"I gave up on the American Empire when I was in my early 20's because of what I discovered as a young man. I was mostly anticapitalist then but I knew how dangerous modern technology was from reading Thoreau, Heidegger, Ellul, and Mumford. Presently, I find myself in the middle class, think capitalism is just as subversive as Marxism, hate Progressivism, am a Roman Catholic Christian, and am very pro-white. I also realize theres no way to put the technological genie back in the bottle.
In terms of a vision I can get behind in light of everything I've learned and believe now, Faye's ArcheoFuturism is as close a fit to my own thinking as possible and is something I have supported for years. You know youve read a good book when it brilliantly lays out things youve already begun constructing in your own mind much better than you could yourself.
If you havent read him you should, even if you dont agree with his catastrophism, Nietzscheianism, and idealism. In light of the practical realities that face Europeans and their descendants in the modern world, there is much we can draw from his works in terms of how to handle the current crises, how to live wisely with technology, how we should organize ourselves and why, and how we should deal with the current subversions, invasions, and enemies.
I would abandon the United States (with my family) in a heartbeat if a viable plan to move us back to Ireland or Scandanavia arose and was going to create a better life for us there. In fact, I pray for it (I've had quite enough of the Zionist/Bolshevik kosher sandwich in America as I know most Europeans have in Europe as well). Sadly, the conditions there are not much better there than here, if at all:
"The clash of civilizations actually amounts to the confrontation of the White race with all the others.
If nothing changes, in the middle of the 21st century, i.e., in a generation, peoples of European descent will be minorities in their own lands, on our continent and even in America.
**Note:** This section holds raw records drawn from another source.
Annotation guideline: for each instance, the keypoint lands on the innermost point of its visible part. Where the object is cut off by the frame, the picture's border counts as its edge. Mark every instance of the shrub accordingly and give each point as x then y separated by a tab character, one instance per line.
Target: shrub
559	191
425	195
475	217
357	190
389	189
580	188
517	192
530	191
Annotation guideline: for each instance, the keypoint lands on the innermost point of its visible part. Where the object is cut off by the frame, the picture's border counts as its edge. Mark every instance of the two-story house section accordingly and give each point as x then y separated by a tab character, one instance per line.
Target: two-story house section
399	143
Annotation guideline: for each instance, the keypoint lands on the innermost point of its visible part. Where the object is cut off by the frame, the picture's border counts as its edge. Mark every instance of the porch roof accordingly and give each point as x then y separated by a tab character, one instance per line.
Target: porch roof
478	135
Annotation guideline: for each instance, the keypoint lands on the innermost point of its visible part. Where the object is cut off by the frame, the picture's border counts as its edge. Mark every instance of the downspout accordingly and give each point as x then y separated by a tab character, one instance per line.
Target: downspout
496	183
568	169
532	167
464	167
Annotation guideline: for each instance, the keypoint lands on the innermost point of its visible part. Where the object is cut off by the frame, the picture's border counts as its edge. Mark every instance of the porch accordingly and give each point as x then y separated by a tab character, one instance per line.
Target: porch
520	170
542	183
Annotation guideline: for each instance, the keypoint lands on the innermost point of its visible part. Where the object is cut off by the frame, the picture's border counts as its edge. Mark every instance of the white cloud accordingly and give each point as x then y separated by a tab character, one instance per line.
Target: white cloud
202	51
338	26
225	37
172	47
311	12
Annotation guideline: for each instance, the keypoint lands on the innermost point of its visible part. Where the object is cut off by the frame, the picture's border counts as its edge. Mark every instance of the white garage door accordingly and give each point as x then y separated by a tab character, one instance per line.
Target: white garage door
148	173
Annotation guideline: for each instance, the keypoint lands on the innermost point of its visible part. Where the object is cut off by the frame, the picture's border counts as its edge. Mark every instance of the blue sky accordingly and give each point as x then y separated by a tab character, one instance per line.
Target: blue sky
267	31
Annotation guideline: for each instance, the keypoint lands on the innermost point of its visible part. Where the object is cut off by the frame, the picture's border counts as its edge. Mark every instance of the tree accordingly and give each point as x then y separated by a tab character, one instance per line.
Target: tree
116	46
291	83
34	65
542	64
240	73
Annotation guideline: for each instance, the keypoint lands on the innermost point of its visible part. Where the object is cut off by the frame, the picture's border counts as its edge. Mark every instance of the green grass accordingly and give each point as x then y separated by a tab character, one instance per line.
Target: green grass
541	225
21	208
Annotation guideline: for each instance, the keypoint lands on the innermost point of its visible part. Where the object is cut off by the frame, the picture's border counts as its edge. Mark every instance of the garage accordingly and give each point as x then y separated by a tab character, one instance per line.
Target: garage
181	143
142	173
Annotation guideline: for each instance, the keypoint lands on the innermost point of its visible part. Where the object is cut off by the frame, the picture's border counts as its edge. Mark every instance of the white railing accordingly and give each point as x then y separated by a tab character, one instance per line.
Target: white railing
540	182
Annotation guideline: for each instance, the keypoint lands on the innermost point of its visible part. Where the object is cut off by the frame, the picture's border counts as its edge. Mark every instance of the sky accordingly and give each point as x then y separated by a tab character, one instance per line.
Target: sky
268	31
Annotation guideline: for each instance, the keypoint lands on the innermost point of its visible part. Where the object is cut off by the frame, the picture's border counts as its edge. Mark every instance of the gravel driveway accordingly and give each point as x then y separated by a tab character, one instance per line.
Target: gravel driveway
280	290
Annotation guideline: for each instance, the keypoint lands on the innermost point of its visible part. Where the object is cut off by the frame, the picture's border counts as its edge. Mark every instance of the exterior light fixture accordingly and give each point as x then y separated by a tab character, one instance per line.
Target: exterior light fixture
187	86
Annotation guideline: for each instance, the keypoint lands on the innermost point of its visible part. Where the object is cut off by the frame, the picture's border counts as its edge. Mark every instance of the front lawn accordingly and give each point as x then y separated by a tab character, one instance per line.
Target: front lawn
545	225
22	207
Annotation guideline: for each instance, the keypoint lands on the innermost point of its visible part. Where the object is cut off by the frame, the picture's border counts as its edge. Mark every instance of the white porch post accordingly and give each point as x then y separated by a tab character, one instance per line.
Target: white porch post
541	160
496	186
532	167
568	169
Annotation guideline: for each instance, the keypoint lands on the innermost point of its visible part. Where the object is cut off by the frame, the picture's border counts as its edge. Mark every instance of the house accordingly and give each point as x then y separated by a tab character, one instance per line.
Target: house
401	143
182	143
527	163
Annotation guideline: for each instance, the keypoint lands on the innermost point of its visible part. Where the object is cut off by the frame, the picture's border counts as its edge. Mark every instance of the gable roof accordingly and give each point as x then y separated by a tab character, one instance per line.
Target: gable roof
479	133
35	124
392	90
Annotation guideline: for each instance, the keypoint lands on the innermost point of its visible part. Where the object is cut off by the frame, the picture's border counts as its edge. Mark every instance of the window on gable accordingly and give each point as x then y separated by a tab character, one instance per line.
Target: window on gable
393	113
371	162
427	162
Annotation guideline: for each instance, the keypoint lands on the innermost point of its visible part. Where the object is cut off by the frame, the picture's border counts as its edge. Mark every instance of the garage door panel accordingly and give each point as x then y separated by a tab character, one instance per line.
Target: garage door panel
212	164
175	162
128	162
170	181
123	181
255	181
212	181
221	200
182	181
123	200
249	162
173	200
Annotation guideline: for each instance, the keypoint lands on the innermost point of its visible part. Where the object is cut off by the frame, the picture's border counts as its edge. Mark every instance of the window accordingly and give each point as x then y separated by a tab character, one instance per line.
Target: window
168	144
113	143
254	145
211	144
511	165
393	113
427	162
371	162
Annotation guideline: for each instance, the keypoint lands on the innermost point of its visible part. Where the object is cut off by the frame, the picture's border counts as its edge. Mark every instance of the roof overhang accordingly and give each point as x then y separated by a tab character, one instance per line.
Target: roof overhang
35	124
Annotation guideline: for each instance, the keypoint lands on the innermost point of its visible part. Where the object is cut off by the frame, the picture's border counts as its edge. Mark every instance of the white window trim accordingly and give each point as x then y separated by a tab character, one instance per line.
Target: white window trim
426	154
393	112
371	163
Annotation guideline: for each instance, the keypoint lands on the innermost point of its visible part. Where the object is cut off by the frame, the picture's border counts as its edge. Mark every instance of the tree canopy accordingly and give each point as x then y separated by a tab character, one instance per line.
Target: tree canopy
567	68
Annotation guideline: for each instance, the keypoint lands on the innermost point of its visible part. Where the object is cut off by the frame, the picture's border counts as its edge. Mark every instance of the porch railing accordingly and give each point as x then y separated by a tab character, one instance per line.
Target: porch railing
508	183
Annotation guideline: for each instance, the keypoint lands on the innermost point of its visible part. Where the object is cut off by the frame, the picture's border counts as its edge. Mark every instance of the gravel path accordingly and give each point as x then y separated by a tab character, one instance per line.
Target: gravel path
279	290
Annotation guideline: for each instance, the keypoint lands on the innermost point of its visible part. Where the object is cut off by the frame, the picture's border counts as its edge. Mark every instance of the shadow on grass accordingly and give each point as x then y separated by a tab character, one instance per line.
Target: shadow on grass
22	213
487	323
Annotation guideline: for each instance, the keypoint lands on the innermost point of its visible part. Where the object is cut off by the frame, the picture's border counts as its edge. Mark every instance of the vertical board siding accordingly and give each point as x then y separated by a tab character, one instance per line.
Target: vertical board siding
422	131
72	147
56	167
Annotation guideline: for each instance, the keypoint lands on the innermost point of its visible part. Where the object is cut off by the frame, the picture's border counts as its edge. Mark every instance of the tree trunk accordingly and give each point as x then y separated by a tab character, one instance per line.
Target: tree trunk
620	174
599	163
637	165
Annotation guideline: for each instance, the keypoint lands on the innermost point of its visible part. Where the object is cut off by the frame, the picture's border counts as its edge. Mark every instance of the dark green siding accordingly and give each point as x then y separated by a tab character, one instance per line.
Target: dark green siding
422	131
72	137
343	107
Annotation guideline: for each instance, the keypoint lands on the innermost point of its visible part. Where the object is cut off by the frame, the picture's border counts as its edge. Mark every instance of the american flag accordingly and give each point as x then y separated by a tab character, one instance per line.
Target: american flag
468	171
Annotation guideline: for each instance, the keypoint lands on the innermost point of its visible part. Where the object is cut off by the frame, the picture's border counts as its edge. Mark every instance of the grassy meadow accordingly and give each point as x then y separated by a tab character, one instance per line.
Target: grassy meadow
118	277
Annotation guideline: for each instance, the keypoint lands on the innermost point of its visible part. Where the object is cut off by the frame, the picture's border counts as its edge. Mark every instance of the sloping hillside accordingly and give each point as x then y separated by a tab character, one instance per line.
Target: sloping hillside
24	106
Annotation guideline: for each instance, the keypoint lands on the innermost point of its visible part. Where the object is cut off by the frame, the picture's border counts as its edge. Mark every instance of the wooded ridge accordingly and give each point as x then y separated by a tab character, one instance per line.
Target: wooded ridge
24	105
This tragic upheaval had been implicitly envisaged by Oswald Spengler in the 1920s ("The Decline of the West") and by Pierre Chaunu and Jean Raspail in the 1970s ("The White Plague" and "The Camp of the Saints").
The diagnosis for our civilization and our ethnosphere is death, pure and simple, if no unforeseen doctor emerges to cure us."
— Guillaume Faye, speaking at "The Future of the White World" conference in Moscow, June 2006.
Guillaume Faye’s proposed cure to the civilizational pathogen detailed above is his concept of "Eurosiberia," introduced in his 1998 book "Archeofuturism."
This novel geopolitical concept envisions a vast empire stretching from Ireland to Russia, encompassing the totality of the White world. This ambitious plan aims to unite White Europeans under an identitarian empire, forming the world's first "hyper-power" — an ethnocentric, inegalitarian, and aristocratic imperial confederation termed the "destined space" of native Europeans. The concept is inherently differentialist, distinctively Nietzschean, and would epitomize the German conservative revolutionary ideal par excellence.
This empire, envisioned as an autarky with a self-sustained economy, positions itself as an adversary to the rapidly declining and multicultural Sodom that is the contemporary United States and the Muslim world, yet remains an ally to China and India for reasons of geopolitical security.
It advocates for global cooperation on the strict condition that "everyone stays in their own lands." "Eurosiberia" seeks to redraw the world map based on ethnonationalism, creating nations for single ethnic groups aimed at preserving their native traditions and identities.
The underlying premise of "Eurosiberia" suggests that ethno-cultures degrade when they coexist, necessitating geographical separation. Faye's vision recognizes that geopolitics and reality necessitate the formation of a powerful bloc, sufficiently robust to preserve its ethnocultural identity and potent enough to compete militarily and economically on the global stage."